DLR-RM / AugmentedAutoencoder

Official Code: Implicit 3D Orientation Learning for 6D Object Detection from RGB Images
MIT License
336 stars 97 forks source link

Training parameters and other questions #92

Closed aaronsng closed 3 years ago

aaronsng commented 3 years ago

Hi, I've been using the AAE and I must say it is pretty remarkable algorithm that you have developed here. I've recently attempted to deploy the algorithm in a real world situation, to identify an object from a distance in an uncontrolled environment. Due to an NDA, I'm not allowed to disclose the CAD file and what is the object specifically, but I can say that it is something like the photo that follows.

image

The object is placed within 10 metres from the camera. After deploying and testing the AAE with a live video feed, the AAE is consistently unable to provide a steady orientation. I'm not sure if its the AAE inability to be deployed in an uncontrolled environment or is due to the misunderstanding of training parameters that I used. Hence, I would like to clarify the following parameters (apologies, I don't have much experience with OpenGL or CAD-ding in general):

  1. Vertex scale -> I understand that this is the scale of the vertices in the CAD file, but how will this affect inference? Specifically, in Blender, I went to change the scale of the vertices such that when I used the ruler tool, it would reflect the actual size of the object. Will this have any effect on the training parameters?
  2. Object Origin in the CAD file -> What's the difference between global and local origin and how should I set the origin in the object?
  3. What is the coordinate system of the rotation matrix based on, is it with respect to the camera or to the object?

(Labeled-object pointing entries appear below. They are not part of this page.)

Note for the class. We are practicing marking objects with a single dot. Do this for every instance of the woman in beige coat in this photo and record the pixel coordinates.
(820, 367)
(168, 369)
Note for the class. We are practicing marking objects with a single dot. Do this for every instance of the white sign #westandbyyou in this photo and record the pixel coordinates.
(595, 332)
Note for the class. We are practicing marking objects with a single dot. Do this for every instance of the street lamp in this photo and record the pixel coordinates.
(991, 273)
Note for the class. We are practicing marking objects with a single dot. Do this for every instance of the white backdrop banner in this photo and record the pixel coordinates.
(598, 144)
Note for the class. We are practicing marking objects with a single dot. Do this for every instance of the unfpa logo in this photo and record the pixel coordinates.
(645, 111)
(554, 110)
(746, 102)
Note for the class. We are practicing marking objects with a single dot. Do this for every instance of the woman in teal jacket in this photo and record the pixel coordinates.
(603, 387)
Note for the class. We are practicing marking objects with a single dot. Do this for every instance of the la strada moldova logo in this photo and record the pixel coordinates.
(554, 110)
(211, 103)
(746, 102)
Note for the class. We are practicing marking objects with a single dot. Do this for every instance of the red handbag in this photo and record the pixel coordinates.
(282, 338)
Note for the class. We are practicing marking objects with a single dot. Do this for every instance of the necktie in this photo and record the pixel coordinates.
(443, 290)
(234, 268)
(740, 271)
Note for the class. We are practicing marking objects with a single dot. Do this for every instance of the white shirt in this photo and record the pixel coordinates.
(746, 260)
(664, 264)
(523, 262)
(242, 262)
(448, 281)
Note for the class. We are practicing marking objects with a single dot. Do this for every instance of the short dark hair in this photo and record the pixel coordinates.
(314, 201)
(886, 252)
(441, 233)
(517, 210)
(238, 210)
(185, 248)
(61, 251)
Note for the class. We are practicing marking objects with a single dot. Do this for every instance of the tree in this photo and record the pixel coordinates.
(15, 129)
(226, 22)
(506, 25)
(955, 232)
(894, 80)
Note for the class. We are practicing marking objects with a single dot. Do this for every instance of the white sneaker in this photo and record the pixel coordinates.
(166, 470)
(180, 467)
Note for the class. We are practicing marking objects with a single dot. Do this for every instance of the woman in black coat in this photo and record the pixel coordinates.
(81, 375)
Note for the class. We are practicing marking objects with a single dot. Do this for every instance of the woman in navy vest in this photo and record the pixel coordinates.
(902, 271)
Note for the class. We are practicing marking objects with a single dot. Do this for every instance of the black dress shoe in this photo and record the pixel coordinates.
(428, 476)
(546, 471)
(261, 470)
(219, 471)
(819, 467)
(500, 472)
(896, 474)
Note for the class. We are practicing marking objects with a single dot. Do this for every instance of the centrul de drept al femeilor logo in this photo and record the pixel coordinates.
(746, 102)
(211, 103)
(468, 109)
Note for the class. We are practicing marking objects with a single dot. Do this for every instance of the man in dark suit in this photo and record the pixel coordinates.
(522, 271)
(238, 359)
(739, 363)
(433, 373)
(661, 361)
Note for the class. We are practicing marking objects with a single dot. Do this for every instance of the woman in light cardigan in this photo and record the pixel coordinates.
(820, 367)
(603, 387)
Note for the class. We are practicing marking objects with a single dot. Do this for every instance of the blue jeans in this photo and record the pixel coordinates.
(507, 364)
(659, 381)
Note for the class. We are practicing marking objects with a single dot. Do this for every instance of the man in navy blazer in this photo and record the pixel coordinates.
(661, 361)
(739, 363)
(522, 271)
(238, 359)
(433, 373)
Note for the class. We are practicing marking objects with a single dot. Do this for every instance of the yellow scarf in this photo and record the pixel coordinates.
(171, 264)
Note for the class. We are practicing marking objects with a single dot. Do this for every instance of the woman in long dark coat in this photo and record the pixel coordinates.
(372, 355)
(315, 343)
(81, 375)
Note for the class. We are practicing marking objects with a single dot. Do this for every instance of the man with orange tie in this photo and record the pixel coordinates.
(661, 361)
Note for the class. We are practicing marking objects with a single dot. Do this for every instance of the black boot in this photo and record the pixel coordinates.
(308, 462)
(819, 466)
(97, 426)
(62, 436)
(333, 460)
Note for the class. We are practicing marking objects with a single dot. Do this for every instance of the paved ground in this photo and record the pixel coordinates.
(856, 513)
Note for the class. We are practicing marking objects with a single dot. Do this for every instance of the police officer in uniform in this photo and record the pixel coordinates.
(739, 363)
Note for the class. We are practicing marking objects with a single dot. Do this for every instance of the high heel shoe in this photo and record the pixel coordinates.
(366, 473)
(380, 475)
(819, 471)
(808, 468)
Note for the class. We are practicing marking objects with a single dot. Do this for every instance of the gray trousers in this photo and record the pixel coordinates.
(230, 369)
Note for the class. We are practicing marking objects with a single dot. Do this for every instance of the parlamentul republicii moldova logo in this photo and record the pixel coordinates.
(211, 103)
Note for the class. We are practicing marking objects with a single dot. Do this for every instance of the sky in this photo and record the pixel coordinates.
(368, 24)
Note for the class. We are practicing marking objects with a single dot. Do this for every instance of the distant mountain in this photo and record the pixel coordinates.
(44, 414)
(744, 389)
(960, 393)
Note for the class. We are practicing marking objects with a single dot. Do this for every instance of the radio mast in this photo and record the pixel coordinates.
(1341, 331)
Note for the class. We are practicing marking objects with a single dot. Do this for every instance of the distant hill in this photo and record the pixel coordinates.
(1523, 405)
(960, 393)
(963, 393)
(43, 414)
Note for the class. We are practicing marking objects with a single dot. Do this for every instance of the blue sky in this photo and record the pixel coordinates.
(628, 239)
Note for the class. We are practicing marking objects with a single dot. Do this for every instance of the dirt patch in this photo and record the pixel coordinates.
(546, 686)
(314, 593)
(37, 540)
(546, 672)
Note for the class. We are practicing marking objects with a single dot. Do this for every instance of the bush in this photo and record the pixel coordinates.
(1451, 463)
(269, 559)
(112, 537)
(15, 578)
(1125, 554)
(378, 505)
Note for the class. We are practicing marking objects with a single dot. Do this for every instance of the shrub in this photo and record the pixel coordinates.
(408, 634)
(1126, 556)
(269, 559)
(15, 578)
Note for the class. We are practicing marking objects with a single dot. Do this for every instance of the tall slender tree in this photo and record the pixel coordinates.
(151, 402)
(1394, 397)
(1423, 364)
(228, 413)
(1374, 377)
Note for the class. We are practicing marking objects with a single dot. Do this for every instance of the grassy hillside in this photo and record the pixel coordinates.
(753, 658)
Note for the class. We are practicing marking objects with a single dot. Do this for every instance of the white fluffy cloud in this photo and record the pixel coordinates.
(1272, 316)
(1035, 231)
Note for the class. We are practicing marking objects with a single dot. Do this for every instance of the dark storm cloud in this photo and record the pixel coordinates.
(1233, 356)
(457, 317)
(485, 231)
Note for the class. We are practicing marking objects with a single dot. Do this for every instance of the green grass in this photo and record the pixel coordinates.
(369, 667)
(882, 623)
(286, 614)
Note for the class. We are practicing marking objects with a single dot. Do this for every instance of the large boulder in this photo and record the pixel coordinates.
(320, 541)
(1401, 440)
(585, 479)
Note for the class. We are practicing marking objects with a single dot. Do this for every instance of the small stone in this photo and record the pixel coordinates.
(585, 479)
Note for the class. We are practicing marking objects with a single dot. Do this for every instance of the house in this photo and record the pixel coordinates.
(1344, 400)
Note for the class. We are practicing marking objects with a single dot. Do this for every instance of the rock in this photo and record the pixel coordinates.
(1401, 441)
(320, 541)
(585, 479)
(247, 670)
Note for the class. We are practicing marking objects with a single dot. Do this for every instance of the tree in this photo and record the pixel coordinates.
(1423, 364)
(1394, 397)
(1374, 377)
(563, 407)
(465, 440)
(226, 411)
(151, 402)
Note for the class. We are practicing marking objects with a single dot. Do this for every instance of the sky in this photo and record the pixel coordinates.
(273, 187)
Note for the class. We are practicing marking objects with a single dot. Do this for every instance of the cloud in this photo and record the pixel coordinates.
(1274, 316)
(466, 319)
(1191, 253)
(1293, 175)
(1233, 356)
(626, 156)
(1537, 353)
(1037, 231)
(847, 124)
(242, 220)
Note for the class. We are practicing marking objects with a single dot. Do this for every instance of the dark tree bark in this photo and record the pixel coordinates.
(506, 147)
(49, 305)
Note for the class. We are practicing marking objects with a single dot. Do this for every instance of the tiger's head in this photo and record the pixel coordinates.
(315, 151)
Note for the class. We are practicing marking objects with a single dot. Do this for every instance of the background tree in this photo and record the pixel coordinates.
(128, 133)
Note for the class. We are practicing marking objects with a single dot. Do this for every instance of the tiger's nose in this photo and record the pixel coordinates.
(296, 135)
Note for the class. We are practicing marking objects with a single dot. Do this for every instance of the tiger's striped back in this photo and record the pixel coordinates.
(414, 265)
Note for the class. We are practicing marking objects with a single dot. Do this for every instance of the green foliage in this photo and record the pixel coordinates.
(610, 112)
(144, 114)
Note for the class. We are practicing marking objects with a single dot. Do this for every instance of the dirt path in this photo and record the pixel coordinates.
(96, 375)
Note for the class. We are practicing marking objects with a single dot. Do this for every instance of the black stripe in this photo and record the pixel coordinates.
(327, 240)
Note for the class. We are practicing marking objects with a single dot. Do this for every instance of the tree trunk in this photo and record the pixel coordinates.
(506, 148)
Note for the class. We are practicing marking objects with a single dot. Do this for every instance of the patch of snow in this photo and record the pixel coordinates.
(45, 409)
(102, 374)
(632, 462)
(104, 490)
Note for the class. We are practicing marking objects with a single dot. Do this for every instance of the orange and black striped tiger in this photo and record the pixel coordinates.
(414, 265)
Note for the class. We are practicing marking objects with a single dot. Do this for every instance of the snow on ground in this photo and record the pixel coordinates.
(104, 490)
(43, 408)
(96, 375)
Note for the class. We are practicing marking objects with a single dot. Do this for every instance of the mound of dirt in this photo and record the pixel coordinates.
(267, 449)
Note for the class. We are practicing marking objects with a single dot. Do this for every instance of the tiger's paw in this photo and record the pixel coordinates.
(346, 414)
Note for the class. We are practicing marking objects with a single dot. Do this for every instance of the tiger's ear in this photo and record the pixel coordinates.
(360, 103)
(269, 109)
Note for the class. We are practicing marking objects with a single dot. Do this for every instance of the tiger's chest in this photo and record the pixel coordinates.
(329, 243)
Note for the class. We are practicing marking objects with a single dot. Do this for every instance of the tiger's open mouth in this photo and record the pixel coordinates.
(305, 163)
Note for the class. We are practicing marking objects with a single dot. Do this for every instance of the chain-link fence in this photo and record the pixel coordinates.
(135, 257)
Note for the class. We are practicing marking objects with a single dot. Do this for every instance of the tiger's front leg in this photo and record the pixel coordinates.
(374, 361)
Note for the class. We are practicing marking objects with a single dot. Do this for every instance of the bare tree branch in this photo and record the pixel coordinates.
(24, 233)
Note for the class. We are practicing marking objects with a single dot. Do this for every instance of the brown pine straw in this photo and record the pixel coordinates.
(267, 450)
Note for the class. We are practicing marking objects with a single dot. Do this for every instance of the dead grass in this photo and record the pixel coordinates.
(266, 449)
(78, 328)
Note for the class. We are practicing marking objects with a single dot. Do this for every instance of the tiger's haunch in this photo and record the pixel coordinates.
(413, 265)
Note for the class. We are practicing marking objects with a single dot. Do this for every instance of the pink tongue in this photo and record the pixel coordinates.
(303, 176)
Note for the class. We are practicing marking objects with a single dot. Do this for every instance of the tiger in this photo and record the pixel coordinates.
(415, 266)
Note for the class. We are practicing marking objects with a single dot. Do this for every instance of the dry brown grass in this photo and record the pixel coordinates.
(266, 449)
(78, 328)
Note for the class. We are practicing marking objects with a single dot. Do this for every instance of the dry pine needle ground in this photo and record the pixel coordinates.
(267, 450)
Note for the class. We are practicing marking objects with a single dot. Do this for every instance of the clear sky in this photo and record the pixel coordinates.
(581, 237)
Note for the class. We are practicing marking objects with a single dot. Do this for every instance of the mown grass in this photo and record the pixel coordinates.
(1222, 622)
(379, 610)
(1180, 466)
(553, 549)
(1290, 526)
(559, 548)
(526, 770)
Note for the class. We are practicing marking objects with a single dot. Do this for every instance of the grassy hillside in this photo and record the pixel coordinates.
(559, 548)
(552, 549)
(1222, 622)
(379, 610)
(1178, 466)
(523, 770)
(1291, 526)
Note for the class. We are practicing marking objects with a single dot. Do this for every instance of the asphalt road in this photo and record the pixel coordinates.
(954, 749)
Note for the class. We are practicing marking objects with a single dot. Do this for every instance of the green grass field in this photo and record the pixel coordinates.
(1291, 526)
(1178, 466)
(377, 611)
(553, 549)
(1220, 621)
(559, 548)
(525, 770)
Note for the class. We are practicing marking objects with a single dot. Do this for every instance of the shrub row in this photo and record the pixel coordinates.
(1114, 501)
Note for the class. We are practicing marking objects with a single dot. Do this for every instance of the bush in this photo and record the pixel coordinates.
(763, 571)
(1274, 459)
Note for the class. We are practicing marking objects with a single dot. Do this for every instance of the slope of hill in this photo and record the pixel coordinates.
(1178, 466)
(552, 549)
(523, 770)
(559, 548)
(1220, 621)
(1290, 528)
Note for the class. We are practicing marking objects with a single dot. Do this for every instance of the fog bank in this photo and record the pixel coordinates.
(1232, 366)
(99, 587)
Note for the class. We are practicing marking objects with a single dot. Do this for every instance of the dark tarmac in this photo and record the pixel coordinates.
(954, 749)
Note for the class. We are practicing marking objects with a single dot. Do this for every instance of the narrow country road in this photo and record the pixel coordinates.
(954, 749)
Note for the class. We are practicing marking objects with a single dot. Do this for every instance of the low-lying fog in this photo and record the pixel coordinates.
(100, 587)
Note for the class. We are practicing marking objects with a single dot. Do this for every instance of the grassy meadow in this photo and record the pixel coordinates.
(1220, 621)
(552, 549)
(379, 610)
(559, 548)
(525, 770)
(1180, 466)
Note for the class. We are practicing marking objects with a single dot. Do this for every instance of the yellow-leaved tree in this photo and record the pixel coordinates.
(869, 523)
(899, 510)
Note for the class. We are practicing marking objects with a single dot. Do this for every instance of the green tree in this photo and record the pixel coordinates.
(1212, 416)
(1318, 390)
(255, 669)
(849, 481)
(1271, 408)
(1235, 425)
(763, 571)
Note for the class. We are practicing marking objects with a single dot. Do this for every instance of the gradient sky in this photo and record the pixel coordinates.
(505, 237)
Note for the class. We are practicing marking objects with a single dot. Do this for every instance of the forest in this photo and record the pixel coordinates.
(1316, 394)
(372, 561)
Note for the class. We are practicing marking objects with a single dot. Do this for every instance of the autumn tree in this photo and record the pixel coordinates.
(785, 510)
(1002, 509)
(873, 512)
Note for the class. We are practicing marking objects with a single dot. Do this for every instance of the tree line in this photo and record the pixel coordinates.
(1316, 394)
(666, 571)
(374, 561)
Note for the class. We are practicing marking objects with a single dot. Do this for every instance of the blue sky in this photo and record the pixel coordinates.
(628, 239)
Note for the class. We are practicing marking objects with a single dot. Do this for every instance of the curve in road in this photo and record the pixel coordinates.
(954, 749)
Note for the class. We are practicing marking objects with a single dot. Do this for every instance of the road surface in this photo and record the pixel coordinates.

Here are the notable changes I have made to the training parameters: Bootstrap Ratio: 8 Radius: 1000 Iterations: 50,000 Vertex Scale: 10.8 // As described above Batch Size: 64 After performing inference, I would take the inferred rotation matrix and convert it to it's equivalent quaternion representation, but it has occurred to me that by doing so, it might lose information such as the order of multiplication. I used the pysxid library that you included in the repo to convert it

MartinSmeyer commented 3 years ago

Thank you!

ae_train your_group/your_ae -d 

Should be clear and fully visible, otherwise you will get garbage-in garbage-out.

Otherwise, it looks alright and if the model has texture, it should work alright. At a distance of 10m an RGB image might not be sufficient to accurately estimate the distance so you might have a look into pose refinement methods using depth data like ICP. But if it is for navigation, it should be enough.

aaronsng commented 3 years ago

Thanks MartinSmeyer!

Just one last clarification. If your vertex scale is 1000, your radius will be in metres? Same applies with the value of 1, your radius will be in milimetres?

MartinSmeyer commented 3 years ago

radius will always be in mm!